The Scale Will Lie (Temporarily)
Expect your weight to jump 2–4 lbs in the first two weeks of reverse dieting. This is not fat gain. Here's what's happening:
- Glycogen refilling. For every gram of carbs stored as glycogen, your body holds 3–4 grams of water. More carbs = more water weight.
- Increased food volume. More food in your digestive system literally weighs more on the scale.
- Sodium normalization. If you were eating very clean, adding even slightly saltier food causes temporary water retention.
This stabilizes by week 3–4. If you understand this upfront, the scale won't panic you into quitting. For more on this, read our guide on normal weight fluctuations.
How Long Does Reverse Dieting Take?
Typically 4–8 weeks, depending on the gap between your deficit and maintenance calories:
- Small gap (300 cal): 2–3 weeks at +100/week
- Medium gap (500 cal): 4–5 weeks at +100–150/week
- Large gap (800+ cal): 6–8 weeks at +100–150/week
Patience here prevents regain later. Rushing through a reverse diet is like sprinting the last mile of a marathon and tripping at the finish line.
After the Reverse: Maintenance Mode
Once you've reached maintenance calories and your weight has been stable (±2 lbs) for 2+ weeks, you're in maintenance mode. The key habits to keep:
- Weekly weigh-ins — compare weekly averages, not daily numbers
- Set a weight range — goal weight ±3 lbs. If you drift above for 2+ weeks, return to a mild deficit (200–300 cal)
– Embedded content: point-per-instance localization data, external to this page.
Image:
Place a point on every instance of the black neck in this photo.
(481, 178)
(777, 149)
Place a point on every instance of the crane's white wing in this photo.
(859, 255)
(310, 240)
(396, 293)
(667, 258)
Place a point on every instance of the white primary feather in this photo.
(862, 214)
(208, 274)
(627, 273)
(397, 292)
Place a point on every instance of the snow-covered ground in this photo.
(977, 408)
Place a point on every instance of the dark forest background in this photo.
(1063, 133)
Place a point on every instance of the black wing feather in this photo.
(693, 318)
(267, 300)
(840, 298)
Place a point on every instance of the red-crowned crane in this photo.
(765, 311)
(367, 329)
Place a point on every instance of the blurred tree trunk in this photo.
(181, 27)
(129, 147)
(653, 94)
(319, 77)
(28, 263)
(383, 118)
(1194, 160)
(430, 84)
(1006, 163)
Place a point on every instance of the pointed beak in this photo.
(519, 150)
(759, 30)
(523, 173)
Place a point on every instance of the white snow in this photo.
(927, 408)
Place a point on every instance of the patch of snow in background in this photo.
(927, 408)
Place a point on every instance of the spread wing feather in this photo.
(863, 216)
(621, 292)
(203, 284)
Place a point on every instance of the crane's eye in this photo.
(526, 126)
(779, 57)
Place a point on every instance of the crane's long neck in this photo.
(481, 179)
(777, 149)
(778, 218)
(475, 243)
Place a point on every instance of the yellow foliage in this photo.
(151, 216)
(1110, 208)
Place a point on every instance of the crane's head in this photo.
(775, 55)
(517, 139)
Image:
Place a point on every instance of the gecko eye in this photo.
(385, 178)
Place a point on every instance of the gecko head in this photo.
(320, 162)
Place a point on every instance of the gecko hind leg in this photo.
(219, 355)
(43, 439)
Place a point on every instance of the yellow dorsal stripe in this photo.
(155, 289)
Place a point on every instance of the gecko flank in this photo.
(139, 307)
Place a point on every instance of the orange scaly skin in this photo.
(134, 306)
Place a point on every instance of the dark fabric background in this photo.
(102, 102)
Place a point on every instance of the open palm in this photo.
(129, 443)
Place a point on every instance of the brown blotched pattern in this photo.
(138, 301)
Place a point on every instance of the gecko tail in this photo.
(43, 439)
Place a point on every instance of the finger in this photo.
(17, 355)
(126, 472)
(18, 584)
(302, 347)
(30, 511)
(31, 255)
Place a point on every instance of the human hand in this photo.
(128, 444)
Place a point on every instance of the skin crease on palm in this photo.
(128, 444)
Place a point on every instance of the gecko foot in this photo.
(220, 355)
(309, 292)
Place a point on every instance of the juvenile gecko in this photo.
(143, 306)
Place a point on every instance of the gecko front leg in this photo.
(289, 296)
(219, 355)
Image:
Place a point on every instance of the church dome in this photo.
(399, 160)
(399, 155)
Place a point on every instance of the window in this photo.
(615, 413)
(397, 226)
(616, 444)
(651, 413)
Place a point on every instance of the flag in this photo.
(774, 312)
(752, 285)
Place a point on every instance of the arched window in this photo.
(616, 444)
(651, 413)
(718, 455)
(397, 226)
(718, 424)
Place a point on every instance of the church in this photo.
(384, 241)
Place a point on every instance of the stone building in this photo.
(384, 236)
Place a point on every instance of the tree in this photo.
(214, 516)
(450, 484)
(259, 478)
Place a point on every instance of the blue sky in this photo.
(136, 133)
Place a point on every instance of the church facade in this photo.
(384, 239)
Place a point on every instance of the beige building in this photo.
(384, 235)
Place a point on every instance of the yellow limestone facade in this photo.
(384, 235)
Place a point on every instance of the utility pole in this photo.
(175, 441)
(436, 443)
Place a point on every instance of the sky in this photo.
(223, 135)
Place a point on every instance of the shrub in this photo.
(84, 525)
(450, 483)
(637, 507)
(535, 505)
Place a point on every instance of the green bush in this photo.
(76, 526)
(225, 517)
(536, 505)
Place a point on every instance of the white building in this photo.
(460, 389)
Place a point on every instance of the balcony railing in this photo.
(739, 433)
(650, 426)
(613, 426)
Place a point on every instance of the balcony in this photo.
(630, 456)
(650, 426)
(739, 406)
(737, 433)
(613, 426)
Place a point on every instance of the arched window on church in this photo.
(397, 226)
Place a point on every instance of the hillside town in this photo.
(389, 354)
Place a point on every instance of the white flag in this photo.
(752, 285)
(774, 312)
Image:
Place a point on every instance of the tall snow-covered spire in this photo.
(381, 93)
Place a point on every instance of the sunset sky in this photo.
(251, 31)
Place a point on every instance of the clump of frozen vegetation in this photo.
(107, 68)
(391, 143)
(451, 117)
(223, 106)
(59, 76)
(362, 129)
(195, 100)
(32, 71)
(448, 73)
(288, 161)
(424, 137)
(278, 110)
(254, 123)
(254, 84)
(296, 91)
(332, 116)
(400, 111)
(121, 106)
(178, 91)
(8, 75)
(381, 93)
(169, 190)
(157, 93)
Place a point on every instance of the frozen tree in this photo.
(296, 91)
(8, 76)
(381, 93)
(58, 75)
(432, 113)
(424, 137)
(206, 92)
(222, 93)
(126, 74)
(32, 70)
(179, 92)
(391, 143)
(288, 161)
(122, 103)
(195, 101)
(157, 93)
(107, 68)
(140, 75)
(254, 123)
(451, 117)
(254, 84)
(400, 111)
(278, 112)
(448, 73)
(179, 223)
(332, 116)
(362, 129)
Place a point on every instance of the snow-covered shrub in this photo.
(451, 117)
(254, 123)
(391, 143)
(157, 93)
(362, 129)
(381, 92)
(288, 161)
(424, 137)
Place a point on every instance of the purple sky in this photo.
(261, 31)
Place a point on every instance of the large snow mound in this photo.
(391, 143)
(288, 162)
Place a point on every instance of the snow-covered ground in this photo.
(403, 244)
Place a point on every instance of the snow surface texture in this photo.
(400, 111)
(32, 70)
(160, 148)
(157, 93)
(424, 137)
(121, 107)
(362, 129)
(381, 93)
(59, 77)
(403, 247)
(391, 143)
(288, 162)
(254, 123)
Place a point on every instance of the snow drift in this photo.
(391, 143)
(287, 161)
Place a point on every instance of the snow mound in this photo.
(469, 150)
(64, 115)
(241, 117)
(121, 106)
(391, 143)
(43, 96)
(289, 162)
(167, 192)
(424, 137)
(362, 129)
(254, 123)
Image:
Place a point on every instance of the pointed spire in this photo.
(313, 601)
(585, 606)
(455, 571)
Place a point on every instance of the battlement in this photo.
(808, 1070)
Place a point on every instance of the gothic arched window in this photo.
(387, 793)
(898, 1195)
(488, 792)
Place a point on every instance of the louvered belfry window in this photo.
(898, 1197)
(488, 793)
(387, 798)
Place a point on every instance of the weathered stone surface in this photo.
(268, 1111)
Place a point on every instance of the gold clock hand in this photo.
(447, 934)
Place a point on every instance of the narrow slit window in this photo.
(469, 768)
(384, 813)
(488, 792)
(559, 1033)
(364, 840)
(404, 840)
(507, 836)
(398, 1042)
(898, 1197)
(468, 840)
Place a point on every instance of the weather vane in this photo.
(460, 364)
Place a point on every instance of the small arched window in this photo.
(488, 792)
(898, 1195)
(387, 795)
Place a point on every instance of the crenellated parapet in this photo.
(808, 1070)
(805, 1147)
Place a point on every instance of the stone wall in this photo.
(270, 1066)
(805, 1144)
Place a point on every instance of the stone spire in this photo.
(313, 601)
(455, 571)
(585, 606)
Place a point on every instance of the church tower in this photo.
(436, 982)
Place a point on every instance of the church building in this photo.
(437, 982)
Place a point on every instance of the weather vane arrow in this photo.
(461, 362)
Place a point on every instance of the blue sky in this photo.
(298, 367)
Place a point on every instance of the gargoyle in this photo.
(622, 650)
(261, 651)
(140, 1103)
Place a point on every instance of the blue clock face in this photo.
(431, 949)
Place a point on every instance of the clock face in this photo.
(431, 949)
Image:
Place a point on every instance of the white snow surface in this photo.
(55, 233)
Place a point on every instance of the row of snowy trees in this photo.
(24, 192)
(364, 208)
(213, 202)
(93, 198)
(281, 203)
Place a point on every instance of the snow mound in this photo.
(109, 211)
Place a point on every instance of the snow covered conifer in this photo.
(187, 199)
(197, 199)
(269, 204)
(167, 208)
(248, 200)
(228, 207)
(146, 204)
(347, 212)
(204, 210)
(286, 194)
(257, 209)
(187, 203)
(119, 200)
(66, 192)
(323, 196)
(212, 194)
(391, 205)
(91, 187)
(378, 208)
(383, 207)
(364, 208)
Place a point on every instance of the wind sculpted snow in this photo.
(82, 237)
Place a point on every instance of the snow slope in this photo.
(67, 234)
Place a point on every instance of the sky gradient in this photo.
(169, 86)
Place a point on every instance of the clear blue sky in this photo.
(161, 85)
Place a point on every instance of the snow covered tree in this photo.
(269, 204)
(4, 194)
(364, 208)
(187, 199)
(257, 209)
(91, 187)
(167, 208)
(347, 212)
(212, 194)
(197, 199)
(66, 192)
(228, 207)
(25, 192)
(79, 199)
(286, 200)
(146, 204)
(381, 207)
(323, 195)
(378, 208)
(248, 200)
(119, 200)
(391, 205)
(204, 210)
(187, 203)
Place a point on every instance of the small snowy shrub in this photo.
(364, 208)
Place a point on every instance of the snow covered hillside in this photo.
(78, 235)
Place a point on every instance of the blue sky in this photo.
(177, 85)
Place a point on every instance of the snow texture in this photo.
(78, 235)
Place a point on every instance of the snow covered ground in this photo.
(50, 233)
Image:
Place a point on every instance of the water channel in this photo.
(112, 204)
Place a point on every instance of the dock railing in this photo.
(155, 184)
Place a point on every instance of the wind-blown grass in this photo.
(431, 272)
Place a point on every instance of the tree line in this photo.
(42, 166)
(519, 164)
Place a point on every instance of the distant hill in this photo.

- Keep protein high — 1.6g per kg preserves the muscle you worked to keep
- Exercise for maintenance, not weight loss — strength training 3x/week + daily walking gives you a 200–300 calorie buffer
The people who keep weight off aren't the ones who never overeat — they're the ones who catch it early and correct quickly. Reverse dieting builds the awareness to do exactly that.